It has been mentioned that on some Forth systems a zero is stored in the last byte of a screen of source, and possibly in the text input buffer, to signal termination of compiling or interpreting. Since I've seen no mention of this in the Forth-83 standard, I will describe how Fleet Forth interprets/compiles text.

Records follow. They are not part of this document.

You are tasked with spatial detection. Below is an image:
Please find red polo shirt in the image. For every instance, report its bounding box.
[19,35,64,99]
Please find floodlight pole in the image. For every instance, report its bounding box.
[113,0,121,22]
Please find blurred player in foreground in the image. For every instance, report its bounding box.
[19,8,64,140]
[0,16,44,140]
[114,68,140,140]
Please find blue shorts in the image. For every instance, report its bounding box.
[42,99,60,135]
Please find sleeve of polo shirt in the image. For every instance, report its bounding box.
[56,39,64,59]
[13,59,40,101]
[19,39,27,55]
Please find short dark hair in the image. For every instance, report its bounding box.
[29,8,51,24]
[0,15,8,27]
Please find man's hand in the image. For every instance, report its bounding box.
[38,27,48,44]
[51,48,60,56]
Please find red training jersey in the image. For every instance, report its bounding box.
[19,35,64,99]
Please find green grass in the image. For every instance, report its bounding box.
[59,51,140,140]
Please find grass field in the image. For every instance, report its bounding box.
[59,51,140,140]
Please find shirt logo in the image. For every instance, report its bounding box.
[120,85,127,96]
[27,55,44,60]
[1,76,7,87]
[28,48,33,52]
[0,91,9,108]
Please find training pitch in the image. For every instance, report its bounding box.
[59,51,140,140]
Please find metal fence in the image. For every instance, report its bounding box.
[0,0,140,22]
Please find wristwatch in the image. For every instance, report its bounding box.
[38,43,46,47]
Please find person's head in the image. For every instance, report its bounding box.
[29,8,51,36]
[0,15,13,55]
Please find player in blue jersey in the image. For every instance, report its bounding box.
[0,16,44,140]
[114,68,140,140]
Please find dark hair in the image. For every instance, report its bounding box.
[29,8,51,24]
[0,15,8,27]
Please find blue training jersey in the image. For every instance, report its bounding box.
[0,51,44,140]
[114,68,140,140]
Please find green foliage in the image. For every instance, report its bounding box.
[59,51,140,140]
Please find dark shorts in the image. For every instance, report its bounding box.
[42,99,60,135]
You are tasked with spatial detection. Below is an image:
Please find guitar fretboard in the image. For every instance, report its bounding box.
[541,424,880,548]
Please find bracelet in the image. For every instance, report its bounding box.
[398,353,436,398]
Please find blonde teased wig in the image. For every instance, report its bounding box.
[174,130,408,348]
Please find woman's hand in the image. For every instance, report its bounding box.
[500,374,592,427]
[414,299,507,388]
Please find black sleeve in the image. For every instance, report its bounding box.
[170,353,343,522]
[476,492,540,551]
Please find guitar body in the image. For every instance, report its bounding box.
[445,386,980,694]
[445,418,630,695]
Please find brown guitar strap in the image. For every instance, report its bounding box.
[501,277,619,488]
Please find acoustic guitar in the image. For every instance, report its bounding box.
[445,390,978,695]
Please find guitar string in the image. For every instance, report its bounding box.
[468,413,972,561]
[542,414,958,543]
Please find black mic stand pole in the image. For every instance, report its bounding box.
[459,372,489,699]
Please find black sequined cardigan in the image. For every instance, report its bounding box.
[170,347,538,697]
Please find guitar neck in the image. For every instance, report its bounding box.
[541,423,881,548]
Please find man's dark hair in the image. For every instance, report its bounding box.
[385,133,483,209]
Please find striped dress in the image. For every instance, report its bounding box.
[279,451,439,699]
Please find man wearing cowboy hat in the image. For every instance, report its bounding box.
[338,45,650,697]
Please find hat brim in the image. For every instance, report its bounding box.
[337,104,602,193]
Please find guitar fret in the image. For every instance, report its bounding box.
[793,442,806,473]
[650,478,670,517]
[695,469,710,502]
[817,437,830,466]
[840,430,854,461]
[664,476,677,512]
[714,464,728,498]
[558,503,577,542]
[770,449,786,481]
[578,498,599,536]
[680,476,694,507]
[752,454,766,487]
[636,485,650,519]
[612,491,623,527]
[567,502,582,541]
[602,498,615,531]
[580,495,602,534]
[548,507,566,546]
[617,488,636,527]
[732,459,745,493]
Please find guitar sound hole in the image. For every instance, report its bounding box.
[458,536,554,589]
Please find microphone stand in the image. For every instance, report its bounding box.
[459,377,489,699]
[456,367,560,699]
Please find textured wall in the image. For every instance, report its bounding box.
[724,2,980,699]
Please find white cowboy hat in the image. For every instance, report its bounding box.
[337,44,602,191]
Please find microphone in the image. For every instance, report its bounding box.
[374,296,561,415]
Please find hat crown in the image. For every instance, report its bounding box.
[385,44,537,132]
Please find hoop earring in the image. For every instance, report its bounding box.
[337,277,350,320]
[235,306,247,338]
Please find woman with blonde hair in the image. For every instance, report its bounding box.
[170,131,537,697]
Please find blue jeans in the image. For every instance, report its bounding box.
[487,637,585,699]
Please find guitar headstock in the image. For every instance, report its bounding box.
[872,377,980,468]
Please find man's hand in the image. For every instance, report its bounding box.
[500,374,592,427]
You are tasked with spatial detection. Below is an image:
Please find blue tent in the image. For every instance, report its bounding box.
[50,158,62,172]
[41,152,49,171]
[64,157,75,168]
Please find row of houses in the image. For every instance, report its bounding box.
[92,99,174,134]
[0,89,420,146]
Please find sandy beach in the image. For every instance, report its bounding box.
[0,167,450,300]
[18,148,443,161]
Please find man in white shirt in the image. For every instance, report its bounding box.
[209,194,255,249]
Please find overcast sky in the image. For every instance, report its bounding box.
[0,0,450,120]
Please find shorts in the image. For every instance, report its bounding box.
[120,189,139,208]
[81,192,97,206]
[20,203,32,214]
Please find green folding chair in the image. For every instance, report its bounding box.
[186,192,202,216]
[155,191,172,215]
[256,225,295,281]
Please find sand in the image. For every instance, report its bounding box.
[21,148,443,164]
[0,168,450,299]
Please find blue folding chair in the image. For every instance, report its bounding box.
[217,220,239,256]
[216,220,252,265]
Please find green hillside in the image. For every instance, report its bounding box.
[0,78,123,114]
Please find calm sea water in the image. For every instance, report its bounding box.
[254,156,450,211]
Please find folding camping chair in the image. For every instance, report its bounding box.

Here is Fleet Forth's QUIT loop:
HEX
: QUERY ( -- )
'TIB IS TIB TIB 50 EXPECT
SPAN C@ DUP #TIB !
1+ CHARS +! BLK OFF >IN OFF ;
'TIB is a metacompiler macro that evaluates to $2A7, the starting address for the text input buffer. QUERY sets the system value TIB (actually a constant, the system is in RAM) to the correct address and reads in characters with EXPECT . The value returned by SPAN is stored in #TIB and CHARS is updated. CHARS is used to keep track of the number of characters sent to a line for words that use text formatting. BLK and >IN are zeroed. EXPECT stores text up to 80 characters or until a carriage return is encountered. It does not store the carriage return. It does not store a zero as an end of string marker. INTERPRET , which interprets or compiles depending on the STATE , uses WORD to parse the text stream. WORD uses 'STREAM to return the address of the text stream.
: 'STREAM ( -- ADR U )
BLK @ ?DUP
IF
BLOCK B/BUF
ELSE
TIB #TIB @
THEN
DUP >IN @ UMIN DUP NEGATE
UNDER+ UNDER+ ;
'STREAM returns the address of the current position in the text stream, as indicated by the offset >IN , and the number of bytes of text stream yet to parse. When the text stream is exhausted (when >IN is equal to or greater than the size of the text stream) 'STREAM returns a text stream size of zero. 'STREAM uses UMIN to return the unsigned minimum of the text stream size and >IN thus treating both sizes as unsigned numbers. WORD uses >HERE to copy the parsed text to HERE. >HERE takes an address and a count and returns HERE . It places the count at HERE followed by the text at the given address and then a trailing blank. If the text stream is exhausted, WORD supplies an address just past the text stream and a count of zero to >HERE . >HERE places the zero at HERE and the trailing blank.
When INTERPRET executes FIND with the address of HERE , FIND finds an entry in the Forth vocabulary with a count of zero and a blank for its name. This word is an alias for EXIT which is immediate. Executing EXIT or its alias is all that is needed to exit INTERPRET and resume the quit loop.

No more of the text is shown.